Naqueles fins dos anos 1950, íamos viajar para a sonhada Brasília. Era preciso fazer uma roupa de viagem, ter uma maleta de mão, comprar malas, capas, todo um enxoval. Tempo em que havia lirismo nas pequenas e grandes coisas. As passagens tinham sido adquiridas com muita antecedência, cada uma era um bloco de papel, as páginas preenchidas a mão, não podíamos esquecer de levar as passagens! E sentíamos uma ansiedade imensa, contávamos os dias, arrumando de um e outro jeito as malas para caber mais coisas, vou precisar disto, daquilo, a viagem era discutida, esperada, sonhada… Ainda mais uma viagem de mudança. Houve despedidas, lágrimas, promessas de cartas… Adeus, Rio de Janeiro! A viagem demorou uma eternidade, o avião parecia uma lata aparafusada, milagre que voasse uma coisa tão pesada, e o mundo lá embaixo, infinito, mares, nuvens e florestas e montanhas… A paisagem ia mudando, a mata ficando baixa, rala… Enfim, era o Planalto Central.

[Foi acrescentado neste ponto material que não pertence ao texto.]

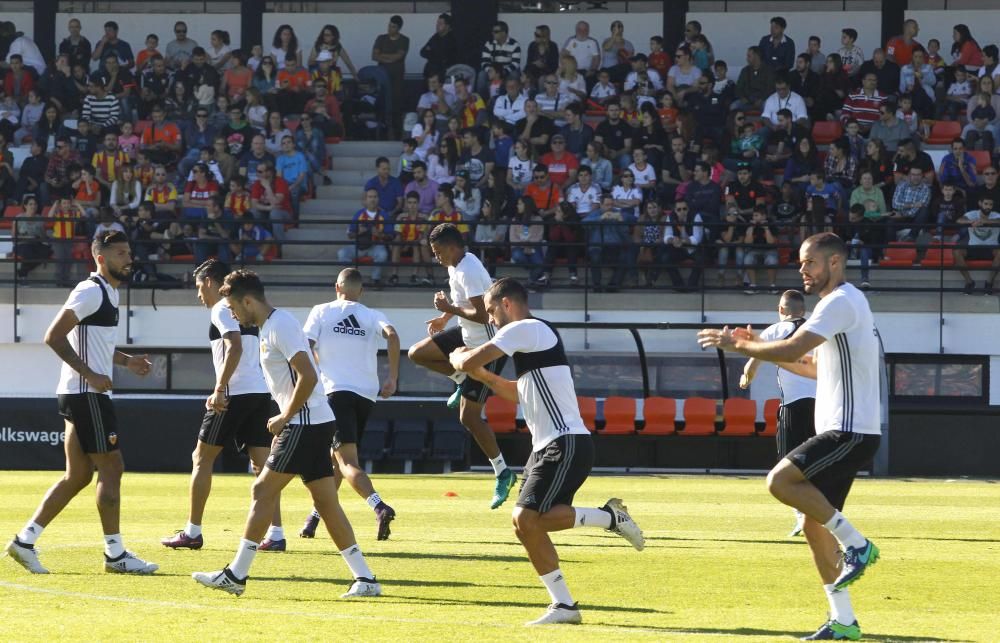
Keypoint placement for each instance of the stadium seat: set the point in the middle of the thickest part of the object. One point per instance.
(588, 411)
(449, 442)
(501, 414)
(899, 255)
(659, 414)
(771, 417)
(943, 132)
(619, 416)
(740, 415)
(826, 132)
(371, 448)
(699, 416)
(408, 438)
(983, 160)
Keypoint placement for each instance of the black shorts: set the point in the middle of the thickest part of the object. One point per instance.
(351, 411)
(832, 459)
(980, 253)
(473, 390)
(303, 449)
(796, 424)
(245, 421)
(553, 475)
(93, 418)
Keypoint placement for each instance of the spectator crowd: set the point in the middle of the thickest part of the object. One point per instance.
(596, 154)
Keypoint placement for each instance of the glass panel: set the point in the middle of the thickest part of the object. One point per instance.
(156, 380)
(192, 372)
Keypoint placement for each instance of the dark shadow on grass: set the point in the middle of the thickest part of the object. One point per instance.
(530, 604)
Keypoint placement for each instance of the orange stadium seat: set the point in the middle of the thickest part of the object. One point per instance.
(740, 415)
(588, 411)
(501, 414)
(619, 416)
(699, 416)
(659, 414)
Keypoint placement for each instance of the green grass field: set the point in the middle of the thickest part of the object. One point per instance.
(717, 566)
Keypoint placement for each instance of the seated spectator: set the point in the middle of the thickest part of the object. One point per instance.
(889, 129)
(983, 244)
(864, 106)
(368, 230)
(911, 206)
(410, 227)
(253, 241)
(270, 200)
(683, 235)
(161, 140)
(607, 241)
(561, 165)
(959, 167)
(755, 84)
(760, 247)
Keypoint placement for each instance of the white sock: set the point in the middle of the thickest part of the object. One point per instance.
(844, 532)
(244, 558)
(840, 605)
(555, 583)
(588, 517)
(30, 533)
(356, 561)
(113, 546)
(498, 464)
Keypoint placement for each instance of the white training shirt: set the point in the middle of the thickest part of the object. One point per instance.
(547, 394)
(94, 344)
(849, 363)
(793, 387)
(281, 338)
(247, 378)
(347, 335)
(469, 279)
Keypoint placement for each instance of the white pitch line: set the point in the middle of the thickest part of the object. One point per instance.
(331, 616)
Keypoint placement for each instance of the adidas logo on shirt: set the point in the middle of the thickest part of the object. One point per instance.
(349, 326)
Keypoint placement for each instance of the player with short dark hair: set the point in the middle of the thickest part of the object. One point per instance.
(83, 335)
(303, 430)
(237, 409)
(796, 422)
(469, 281)
(344, 336)
(562, 451)
(848, 366)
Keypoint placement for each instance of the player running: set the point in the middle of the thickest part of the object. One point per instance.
(83, 335)
(238, 408)
(469, 281)
(344, 336)
(816, 477)
(798, 394)
(562, 452)
(303, 430)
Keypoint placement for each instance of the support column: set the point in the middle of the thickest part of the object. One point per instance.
(473, 21)
(674, 19)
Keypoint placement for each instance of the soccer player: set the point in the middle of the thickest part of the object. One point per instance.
(344, 337)
(798, 394)
(238, 408)
(83, 335)
(303, 430)
(562, 452)
(469, 281)
(816, 477)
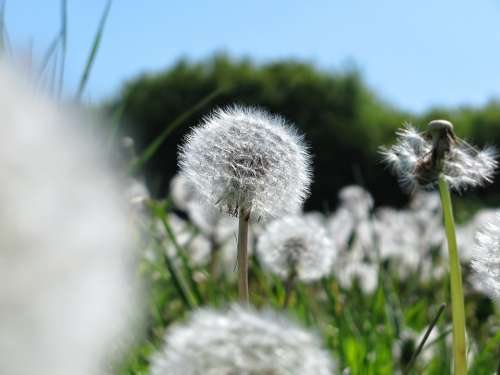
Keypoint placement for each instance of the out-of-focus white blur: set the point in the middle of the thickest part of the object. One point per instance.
(67, 286)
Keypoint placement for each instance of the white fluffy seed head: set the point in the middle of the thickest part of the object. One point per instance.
(463, 166)
(244, 158)
(486, 257)
(66, 270)
(241, 341)
(296, 244)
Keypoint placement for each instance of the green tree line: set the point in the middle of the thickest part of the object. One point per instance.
(344, 121)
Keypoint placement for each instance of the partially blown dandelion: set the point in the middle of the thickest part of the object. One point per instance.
(241, 341)
(413, 158)
(486, 257)
(250, 164)
(438, 158)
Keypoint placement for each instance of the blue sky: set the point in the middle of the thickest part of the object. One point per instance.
(415, 54)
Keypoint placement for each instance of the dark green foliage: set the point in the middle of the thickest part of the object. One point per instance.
(343, 121)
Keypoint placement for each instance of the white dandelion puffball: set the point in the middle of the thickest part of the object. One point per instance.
(66, 268)
(486, 257)
(240, 341)
(296, 244)
(247, 159)
(464, 166)
(181, 191)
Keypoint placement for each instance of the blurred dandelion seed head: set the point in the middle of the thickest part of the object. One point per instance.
(244, 158)
(486, 257)
(65, 251)
(463, 166)
(241, 341)
(296, 244)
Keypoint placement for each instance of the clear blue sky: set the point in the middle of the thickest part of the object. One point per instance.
(415, 54)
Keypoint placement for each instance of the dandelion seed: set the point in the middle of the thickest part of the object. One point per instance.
(241, 341)
(243, 158)
(413, 157)
(66, 268)
(486, 257)
(298, 245)
(363, 273)
(182, 192)
(249, 164)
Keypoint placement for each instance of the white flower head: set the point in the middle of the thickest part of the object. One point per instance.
(486, 257)
(244, 158)
(241, 341)
(298, 245)
(413, 159)
(357, 200)
(66, 250)
(366, 274)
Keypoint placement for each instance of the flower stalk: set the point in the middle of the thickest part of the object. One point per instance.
(457, 295)
(243, 255)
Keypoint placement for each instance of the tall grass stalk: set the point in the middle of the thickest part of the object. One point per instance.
(457, 294)
(243, 255)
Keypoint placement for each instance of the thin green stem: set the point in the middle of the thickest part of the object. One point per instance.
(457, 294)
(243, 255)
(288, 288)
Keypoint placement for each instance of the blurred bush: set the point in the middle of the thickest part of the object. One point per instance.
(344, 122)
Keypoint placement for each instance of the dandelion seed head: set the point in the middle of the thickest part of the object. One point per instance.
(296, 244)
(241, 341)
(244, 158)
(486, 257)
(356, 200)
(182, 191)
(66, 259)
(464, 166)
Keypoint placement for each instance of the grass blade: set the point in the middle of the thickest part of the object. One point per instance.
(424, 339)
(180, 252)
(64, 32)
(93, 51)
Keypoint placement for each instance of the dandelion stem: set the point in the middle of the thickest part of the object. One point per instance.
(243, 255)
(288, 288)
(214, 258)
(457, 295)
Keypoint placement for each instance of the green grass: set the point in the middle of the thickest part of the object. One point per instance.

Lá estava a pista do aeroporto, ao lado o barracão de madeira, e terra vermelha. Pessoas acenavam à beira da pista. O avião pousou, fez a volta, encostou no terminal. Abriu-se a porta e senti o ar seco de Brasília. Descemos pela escada segurando firme no corrimão, com nossas frasqueirinhas, uma azul e uma rosa, nossas roupas costuradas para a ocasião, uma azul e uma rosa, saia e paletó, as duas meninas que se vestiam como gêmeas, e a mãe de saia justa, salto alto, segurando os cabelos ao vento, capa de viagem. Pisamos em Brasília. A pergunta, a sombra de um sonho, se tornava uma verdade feita de cimento, terra, gente. Sim, havia gente, meu pai não morava ali sozinho com o presidente e o doutro Inácio e uns lobos.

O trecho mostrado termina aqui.